Intro to terraform, IaC

why IAC?

• deterministic infrastructure
• documentation / clarity
• self-service
• version control

terraform introduction

• open source, written in GO, leveraged in HCL (similar to JSON)
• declarative – code describes end state instead of the journey to end state
• limited expressive power, but tools like interpolation exist
• timing and dependency hierarchy are handled by resources definitions
• state: execution compares current state vs. actual state vs. desired state

core terms

1. providers - AWS , google compute, azure, etc
2. resources - most things
3. data sources - data queried at runtime from provider(s)
4. variables
5. variable interpolation and interpolation functions
6. output variables
7. modules

providers

provider "aws" {
  region = "us-west-2"
}

resources

… likely make up the bulk of your IAC. For AWS they contain things like: ec2 instances, subnets, routing, rules, s3 buckets, rds instances, rds clusters, etc… etc…

resource "aws_vpc" "prod_vpc" {

  cidr_block = "10.0.0.0/16"

  tags {

    Name = "${var.environment_descriptor}"
    Environment = "${var.environment_descriptor}"
    managed-by-terraform = true
  }
}

data

… provider specific data points that are queried in real time for use with other resources, aspects of TF

data "aws_ami" "most_recent_ubuntu_xenial" {
  most_recent = true

  filter {
    name = "name"
    values = ["ubuntu/images/hvm-ssd/ubuntu-xenial-16.04-amd64-server-*"]
  }

  filter {
    name = "virtualization-type"
    values = ["hvm"]
  }

  owners = ["099720109477"]
}

variables

variable "production_vpc_cidr" {
  default = "10.0.0.0/16"
}

resource "aws_vpc" "prod_vpc" {

  cidr_block = "${var.production_vpc_cidr}" // variable usage

  ...
}

sample infrastructure

Now we’ll run through an example terraform architecture meant to establish an environment in AWS with the following specifications:

• VPC with three networking subnets for an ELB spread across three zones; us-west-2a, us-west-2b, us-west-2c
• Subnet for a web server residing in us-west-2a
• EC2 Instance of type t2.nano running nginx w/ a default install / hello world page
• Data pulled from AWS AMI repos meant to bootstrap the aforementioned EC2 instance

sample infrastructure; variables

The following block defines a list of CIDRs used for the subnets meant to house the ELB instance, a list of AV zones that are associated with our subnet instances, another subnet CIDR for the EC2 instance, etc… These are all used in the later resource definitions.

variable "production_public_elb_subnets" {
  description = "A list of subnet CIDRs to be used for the production, public ELB instances"
  type = "list"
  default = ["10.0.0.0/24", "10.0.1.0/24", "10.0.2.0/24"]
}

variable "availability_zones" {
  description = "A list of availablity zones to use for various cloud resources"
  type = "list"
  default = ["us-west-2a", "us-west-2b", "us-west-2c"]
}

variable "production_webserver_subnet" {
  default = "10.0.10.0/24"
}

variable "environment_descriptor" {
  default = "production"
}

variable "production_vpc_cidr" {
  default = "10.0.0.0/16"
}

variable "zero_address_default_route_cidr" {
  default = "0.0.0.0/0"
}

sample infrastructure; data

As mentioned before, data are items pulled or queried at runtime and have strongly defined resources whose properties are available for use in the remaining infrastructure (resources).
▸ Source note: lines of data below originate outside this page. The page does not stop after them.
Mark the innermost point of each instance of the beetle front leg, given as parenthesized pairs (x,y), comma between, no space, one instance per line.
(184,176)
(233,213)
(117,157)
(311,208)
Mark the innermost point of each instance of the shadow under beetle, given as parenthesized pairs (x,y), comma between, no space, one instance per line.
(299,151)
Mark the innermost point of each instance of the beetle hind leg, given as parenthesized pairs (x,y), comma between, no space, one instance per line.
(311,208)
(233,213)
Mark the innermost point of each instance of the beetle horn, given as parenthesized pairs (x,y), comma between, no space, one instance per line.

Data can also be pulled from the filesystem or be derived from the rendering of so-called templates.

The following types of data are referenced in the block below:

• data is queried, pulled from AWS’ AMI registery for te latest Ubuntu Xneial 16.04 amd64 AMI
• the caller (the access/secret key pair) account ID
• template data, a static template consisting of no variables, used as the user data argument for an EC2 instance

data "aws_ami" "most_recent_ubuntu_xenial" {
  most_recent = true

  filter {
    name = "name"
    values = ["ubuntu/images/hvm-ssd/ubuntu-xenial-16.04-amd64-server-*"]
  }

  filter {
    name = "virtualization-type"
    values = ["hvm"]
  }

  owners = ["099720109477"] # Canonical
}

data "aws_caller_identity" "current_identify" {}

data "template_file" "ec2_startup_script" {

  template = <<EOF
#!/bin/bash -xe
apt-get install nginx-core
EOF
}

sample infrastructure; providers

This is pretty straight forward; but we need to define AWS as a provider within our terraform codebase. A lot of defaults are assumed here, like key pair/profile, etc…

provider "aws" {
  region = "us-west-2"
}

sample infrastructure; networking

Here we have our networking code. In this code we take a subset of the aforementioned variables and leverage them to produce a:

• VPC
• Internet Gateway
• Subnets for the ELB
• Subnet for the EC2 Instance

Public networking is made available for these networking stacks, hence the position definition of map_public_ip_on_launch, meaning resources launched within these subnets have external IPs – also known as dual-homed.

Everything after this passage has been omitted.